The Reserve Bank of India MPC has clearly prioritised growth even as the risks to inflation have been adequately addressed.
By Upasna Bhardwaj
While the MPC’s decision to keep rates and policy/ liquidity stance unchanged doesn’t come as a surprise, the statement does aim at addressing the key concerns and questions which had been weighing on the market sentiments. The MPC has clearly prioritised growth even as the risks to inflation have been adequately addressed. The assurance of policy support for growth was much needed in the current environment when uncertainties are increasing amidst the proliferation of covid infections and the consequent lockdown restrictions in key states’ which contribute nearly 30% to overall GDP. Any failure to break the infection chain poses a significant risk to broad-based growth and macro stability.
Going ahead we, for now, retain our GDP growth estimate for FY22 at 10.5%, with risks equally balanced depending on the pace of the vaccination drive.
Given the uncertainties, the MPC has dropped the time-based guidance and instead focused on growth revival on a sustainable basis keeping in mind the objective of inflation signalling that any actions going ahead will be contingent on data.

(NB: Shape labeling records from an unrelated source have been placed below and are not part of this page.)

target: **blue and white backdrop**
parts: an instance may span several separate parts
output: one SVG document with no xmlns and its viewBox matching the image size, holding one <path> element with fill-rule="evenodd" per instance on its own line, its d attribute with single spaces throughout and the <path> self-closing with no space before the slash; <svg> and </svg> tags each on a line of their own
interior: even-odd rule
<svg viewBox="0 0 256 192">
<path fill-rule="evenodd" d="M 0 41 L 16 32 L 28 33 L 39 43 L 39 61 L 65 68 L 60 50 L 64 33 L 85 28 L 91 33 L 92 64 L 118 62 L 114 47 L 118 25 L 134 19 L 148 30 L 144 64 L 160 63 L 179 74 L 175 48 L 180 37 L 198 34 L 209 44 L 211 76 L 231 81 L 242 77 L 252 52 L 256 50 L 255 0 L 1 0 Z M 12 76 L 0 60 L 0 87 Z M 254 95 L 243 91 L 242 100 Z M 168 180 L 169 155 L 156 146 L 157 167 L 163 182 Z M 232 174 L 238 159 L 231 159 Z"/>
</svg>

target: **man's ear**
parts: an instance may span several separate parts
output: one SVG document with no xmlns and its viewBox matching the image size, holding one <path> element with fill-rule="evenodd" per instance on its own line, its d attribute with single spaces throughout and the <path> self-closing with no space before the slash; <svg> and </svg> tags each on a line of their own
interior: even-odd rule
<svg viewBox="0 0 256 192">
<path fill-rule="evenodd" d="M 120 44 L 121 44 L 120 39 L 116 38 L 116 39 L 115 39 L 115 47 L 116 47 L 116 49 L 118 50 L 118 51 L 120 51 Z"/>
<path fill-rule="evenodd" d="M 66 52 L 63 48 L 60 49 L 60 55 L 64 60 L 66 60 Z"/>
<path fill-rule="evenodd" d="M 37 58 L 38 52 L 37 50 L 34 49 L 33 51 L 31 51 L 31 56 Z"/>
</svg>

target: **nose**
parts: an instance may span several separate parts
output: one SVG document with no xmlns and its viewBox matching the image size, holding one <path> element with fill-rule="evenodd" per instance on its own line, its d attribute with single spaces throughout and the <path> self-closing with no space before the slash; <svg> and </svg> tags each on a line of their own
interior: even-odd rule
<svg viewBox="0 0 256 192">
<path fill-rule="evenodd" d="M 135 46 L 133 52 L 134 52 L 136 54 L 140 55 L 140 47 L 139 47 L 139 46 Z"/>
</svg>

The recent uncertainty and the consequent risks to growth from the re-introduction of restrictions in certain regions is expected to keep policy normalization (which was earlier expected to begin around August by bringing the overnight rates within the corridor followed by a hike in reverse repo rate) at bay for now.
The decision to conduct VRRR auctions (Variable rate reverse repo) of longer maturity should put pressure on the shorter end of the curve but is not expected to shift the overnight rates beyond the reverse repo rate of 3.35% probably through CY2021. On the far end of the curve, the surprise decision by the RBI to announce an OMO calendar of Rs 1 lakh crore in 1QFY22 under the G-sec acquisition programme is a big positive for Gsecs given that 1Q net supply (net of RBI) will now be ~Rs 1.4 lakh crore as against GoI’s announced calendar amount of Rs 2.4 lakh crore. 10-yr yield may now be in the 6-6.20% range (below 6% may not sustain given the adverse global conditions) in 1QFY22.
While the near term policy support has been provided for, the inflation risks too remain quite real which may restrict sustainability of aggressive policy support beyond the near term. Further, the rising global yields may provide a floor to the domestic yields.
(Upasna Bhardwaj is Senior Economist at Kotak Mahindra Bank. Views expressed are the author’s own.)